HyperTune (Prototype)

HyperTune

HyperTune is an prototype feature to perform hyperparameter/execution configuration searching. The searching is used in various areas such as optimization of hyperparameters of deep learning models. The searching is extremely useful in real situations when the number of hyperparameters, including configuration of script execution, and their search spaces are huge that manually tuning these hyperparameters/configuration is impractical and time consuming. Hypertune automates this process of execution configuration searching for the launcher and Intel® Extension for PyTorch*.

Usage of Hypertune

python -m intel_extension_for_pytorch.cpu.hypertune --conf-file <your_conf_file> <your_python_script> [args]

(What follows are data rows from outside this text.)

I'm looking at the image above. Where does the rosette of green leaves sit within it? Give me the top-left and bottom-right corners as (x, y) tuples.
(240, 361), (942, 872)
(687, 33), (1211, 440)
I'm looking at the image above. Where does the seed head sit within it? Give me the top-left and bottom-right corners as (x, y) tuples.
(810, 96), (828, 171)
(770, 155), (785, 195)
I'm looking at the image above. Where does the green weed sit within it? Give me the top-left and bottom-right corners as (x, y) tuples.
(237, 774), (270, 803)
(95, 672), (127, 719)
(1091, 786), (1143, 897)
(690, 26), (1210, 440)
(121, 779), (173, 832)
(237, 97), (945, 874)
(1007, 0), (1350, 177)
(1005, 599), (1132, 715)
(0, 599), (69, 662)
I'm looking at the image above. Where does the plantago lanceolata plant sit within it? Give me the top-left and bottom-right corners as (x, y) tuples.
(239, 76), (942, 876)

There are two things to provide Hypertune (1) <your_conf_file> .yaml file to define the hyperparameters and their search spaces (2) <your_python_script> as an optimization function.

your_conf_file

The .yaml file is used to define configuration of Hypertune. There are two main information needed: (1) hyperparameters to tune and their search spaces (2) tuning strategy. See comments below together with a sample .yaml file.

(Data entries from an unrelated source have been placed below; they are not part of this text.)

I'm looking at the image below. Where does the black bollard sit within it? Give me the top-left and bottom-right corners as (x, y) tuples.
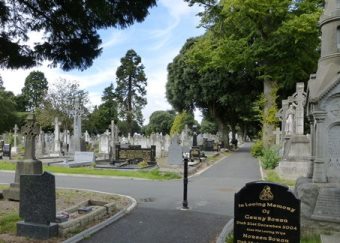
(182, 155), (189, 209)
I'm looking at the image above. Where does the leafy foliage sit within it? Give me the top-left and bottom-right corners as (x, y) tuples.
(0, 0), (156, 70)
(260, 147), (280, 169)
(84, 83), (118, 134)
(0, 89), (18, 133)
(115, 49), (147, 133)
(170, 111), (196, 136)
(145, 110), (176, 135)
(36, 79), (88, 130)
(250, 140), (264, 158)
(177, 0), (322, 147)
(200, 118), (218, 134)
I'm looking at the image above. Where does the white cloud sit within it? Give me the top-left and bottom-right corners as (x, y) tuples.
(159, 0), (193, 18)
(100, 31), (127, 49)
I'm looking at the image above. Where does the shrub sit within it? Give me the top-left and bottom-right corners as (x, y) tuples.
(260, 147), (280, 169)
(251, 140), (264, 157)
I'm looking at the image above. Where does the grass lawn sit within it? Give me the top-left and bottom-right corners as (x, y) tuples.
(0, 161), (181, 180)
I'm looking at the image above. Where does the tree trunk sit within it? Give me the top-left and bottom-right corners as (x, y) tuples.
(262, 79), (277, 148)
(127, 76), (133, 134)
(217, 119), (229, 149)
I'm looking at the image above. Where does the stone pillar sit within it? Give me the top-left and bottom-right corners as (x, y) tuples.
(72, 98), (84, 152)
(52, 117), (61, 153)
(11, 124), (19, 155)
(312, 111), (327, 183)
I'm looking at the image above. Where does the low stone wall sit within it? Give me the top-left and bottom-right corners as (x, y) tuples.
(58, 200), (116, 237)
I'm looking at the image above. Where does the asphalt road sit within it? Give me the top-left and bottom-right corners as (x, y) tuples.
(0, 143), (261, 243)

tuning:                                                        # optional.
  strategy: grid                                               # optional. The tuning strategy. Default is grid. Must be one of {grid, random}.
  max_trials: 100                                              # optional. Allowed number of trials. Default is 100. If given time, set max_trials to product of length of all search spaces to try all possible combinations of hyperparameters.

output_dir: /path/to/saving/directory                          # optional. Directory to which the tuning history will be saved in record.csv file. Default is current working directory.

hyperparams:                                                   # mandatory.
  launcher:                                                    # optional.
    hp: ['ncores_per_instance', 'ninstances']                  # mandatory. Mandatory if hyperparams.launcher is specified. Specify the launcher hyperparameters to tune.
    ncores_per_instance: all_physical_cores                    # optional.  Search space of ncores_per_instance if chosen to tune. If not defined, default search space of ncore_per_instance is used.
    ninstances:  [1]                                           # optional.  Search space of ninstances if chosen to tune. If not defined, default search space of ninstances is used.

Hyperparameters

Launcher Hyperparameters

Currently hypertune tunes for the following launcher hyperparameters:

hyperparameter default value default search space search space format
ncores_per_instance -1 all_logical_cores str or list of int. str must be one of {'all_logical_cores', 'all_physical_cores'}
ninstances -1 all_logical_cores str or list of int. str must be one of {'all_logical_cores', 'all_physical_cores'}
use_all_nodes True [True, False] if num_nodes > 1 else [True] list of bool
use_logical_cores False [True, False] if is_hyperthreading_enabled else [False] list of bool
disable_numactl False [True, False] list of bool
disable_iomp False [True, False] list of bool
malloc tc ['tc', 'je', 'pt'] list of str. str must be in {'tc', 'je', 'pt'}

Defining hyperparameters and their search spaces

1. Defining hyperparameters to tune:

List the hyperparameters to tune in hp. For example, to tune all launcher hyperparameters:

hyperparams:
  launcher:
    hp: ['ncores_per_instance', 'ninstances', 'use_all_nodes', 'use_logical_cores', 'disable_numactl', 'disable_iomp', 'malloc']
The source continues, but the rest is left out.